Model Training and Prototyping
Road collisions in the UK are classified at 3 levels of severity - slight, serious and fatal. To aid our client Synoptix with an existing project, the team was tasked with analysing which factors lead to more serious collisions, and performing prediction on a collision's severity given the context and conditions it took place in.
Our team worked with collision data sourced from the UK Department for Transport, dating back to 1979. Every collision in the UK is tagged with a rich set of information surrounding the context of the incident, with up to 30 features recorded, including collision severity, location, surrounding weather and light conditions and so on. Following a preliminary filtering of the data to restrict to the Bristol and Somerset region, the team trained a series of models upon these features.
Although the existing dataset was already of high quality prior to any manipulation by the team, it still required some adjustment prior to model development. While missing values in the dataset could have presented a major problem, the team was lucky to find only one feature (collison_injury_based) had this issue. We chose to ignore this feature altogether, although an alternative approach would have involved artificial injection of dummy data. The dataset also had a mix of categorical and numerical features, so ordinal encoding was performed on all categorical features to allow the training of statistical models. Features were also scaled in a standard approach prior to any model fitting.
Understanding the Hazard Score
The output of the pipelines is the Hazard Score, which represents the forecasted risk of road collisions.
To calculate the score, models process historical features like weather, time of day, and road conditions. During prediction, the score is calculated by applying a weighing to different severities and then combining them for a given time.

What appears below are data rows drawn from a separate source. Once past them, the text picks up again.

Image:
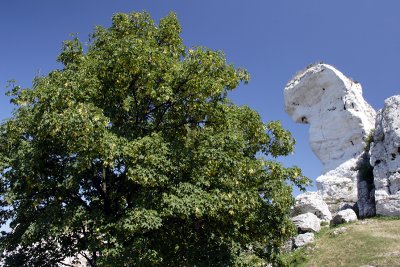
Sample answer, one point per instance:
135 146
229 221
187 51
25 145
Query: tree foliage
132 155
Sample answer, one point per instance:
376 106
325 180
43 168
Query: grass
370 242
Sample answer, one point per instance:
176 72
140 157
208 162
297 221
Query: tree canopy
132 154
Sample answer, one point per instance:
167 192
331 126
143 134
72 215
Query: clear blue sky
272 39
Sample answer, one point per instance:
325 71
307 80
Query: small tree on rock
132 155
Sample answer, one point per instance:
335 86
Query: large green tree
131 154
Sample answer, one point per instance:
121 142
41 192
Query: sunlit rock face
340 120
385 157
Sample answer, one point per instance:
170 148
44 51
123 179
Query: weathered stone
340 120
312 202
307 222
344 216
385 158
338 231
303 239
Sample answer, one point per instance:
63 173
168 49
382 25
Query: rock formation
312 202
385 158
307 222
344 216
339 120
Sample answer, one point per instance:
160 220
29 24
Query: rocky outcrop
303 239
307 222
344 216
312 202
339 120
385 158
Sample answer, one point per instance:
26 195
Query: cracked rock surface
340 120
385 158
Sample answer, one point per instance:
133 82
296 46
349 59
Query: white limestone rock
312 202
344 216
339 119
307 222
385 158
303 239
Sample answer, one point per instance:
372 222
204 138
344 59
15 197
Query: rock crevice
339 122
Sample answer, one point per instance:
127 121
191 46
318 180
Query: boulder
344 216
307 222
385 158
340 120
312 202
303 239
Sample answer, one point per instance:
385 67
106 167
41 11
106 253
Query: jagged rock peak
333 105
340 120
385 158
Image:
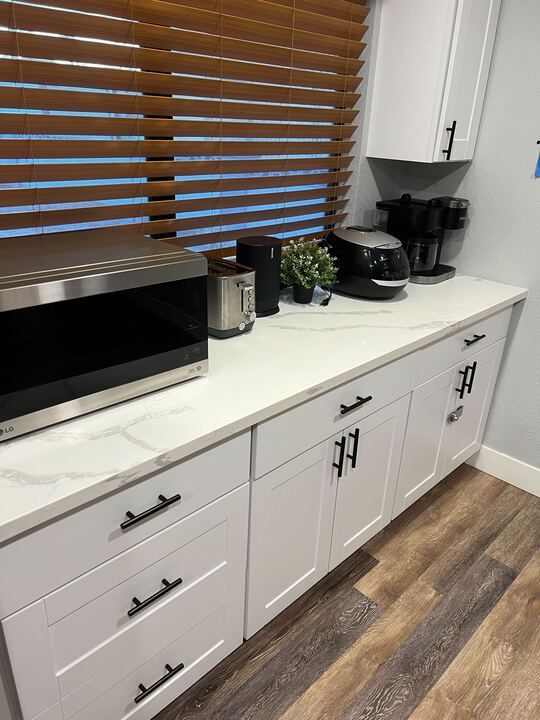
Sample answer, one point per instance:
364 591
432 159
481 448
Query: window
202 120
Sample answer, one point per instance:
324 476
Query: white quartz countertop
290 357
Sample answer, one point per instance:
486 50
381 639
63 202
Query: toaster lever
247 291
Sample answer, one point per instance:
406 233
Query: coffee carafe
421 225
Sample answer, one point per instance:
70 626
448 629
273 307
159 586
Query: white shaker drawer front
53 713
204 551
287 435
143 682
50 557
462 345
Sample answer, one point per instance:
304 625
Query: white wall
502 239
371 179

The Hazard Score is a value ranging from 0.0 to 1.0. A higher score signifies a greater likelihood of a worse incident. We backtest these scores by rounding them and comparing them against the actual historical collision severities
Model Interpretability
To understand how our models "think", the team performed analysis on a trained Gradient Booster, using Permutation importance and Partial Plots to illustrate how different features played into the model's decision making process. In doing so, we were able to gain valuable insight into which features the model regarded as most or least important, as well as seeing how each feature impacted the model's prediction, pushing a collision to be slight or serious.
Feature importances
Permutation importance score — click a bar to highlight
One of the most important aspects of model interpretability involves understanding which features play the largest part into the predictions a model makes. This information allows us to infer which aspects of a road collision lead the most to higher severity, hence enabling viewers to take these features into greater consideration when using roads. Permutation importance is one of the fundamental techniques used to infer feature importance, and is done on a trained model.
A fitted model is used to predict collision severity for a series of test collisions, and the results are stored. Immediately after, a singular feature column is shuffled randomly, thus breaking any relationship between said collision and that feature, and the model is used to predict severity once again. By comparing the accuracy of prediction when all features are accurate compared to one feature is shuffled, we can deduce how much significance the model places on that feature.
If prediction accuracy is very high in the normal case, and significantly worse when feature X is shuffled, we can safely assume that feature X plays an important role in the model's decision. In contrast if accuracy stays similar in both predictions, we know that feature X does not inform our model's decision as much as other features.
Repeating this process for all the features and ranking them based on how much the accuracy drops, gives us a view of which features the model considers the most and least important.



Partial Plots help explore the relationship between specific variables and a model's predictions. We can use them to help inform us how a particular feature shapes a model's decisions when it fluctuates. We have generated partial plots for a few numerical features in the dataset, such as time of day, to see how they impact collision severity. Interestingly, we find that even though the model does not consider some of these features very important, as seen in the Feature Importance chart, it seems to reflect reasonable relationships between said variables. For example, the model seems to recognise that there are less serious collisions from 5-8am, given a general decrease in road traffic. However, we also note that some parts of the plots seem to have erratic behaviour due to lack of training data.
Issues with our Models
Number of Incidents By Category
How many instances were there of each type of incident - Click a bar to highlight
Model Performance With vs Without Synthetic Data Injection
Comparing Model performance when trained with vs without synthetic data - Click a bar to highlight
A major challenge faced by the team involved working with heavily biased datasets, and fitting our model around this. This was a natural occurence due to how collisions are distributed across roads - the vast majority of collision incidents are minor, and thus categorised as slight, while only a very small portion of collisions are serious or fatal. This has led to a significant overfitting of any model towards slight collisions, and we see this in the model accuracy distribution. While the model tends to display an extremely high precision and recall for slight collisions, we can see a significant drop off in accuracy for the other two categories. We understand the model tends to categorise collisions as slight at a greater rate than the other two categories.
Attempts to correct this included the injection of synthetic data into the dataset, to simulate a greater rate of serious and fatal collisions, and while this appeared to increase model accuracy, we still find it to be lacking when predicting fatal collisions.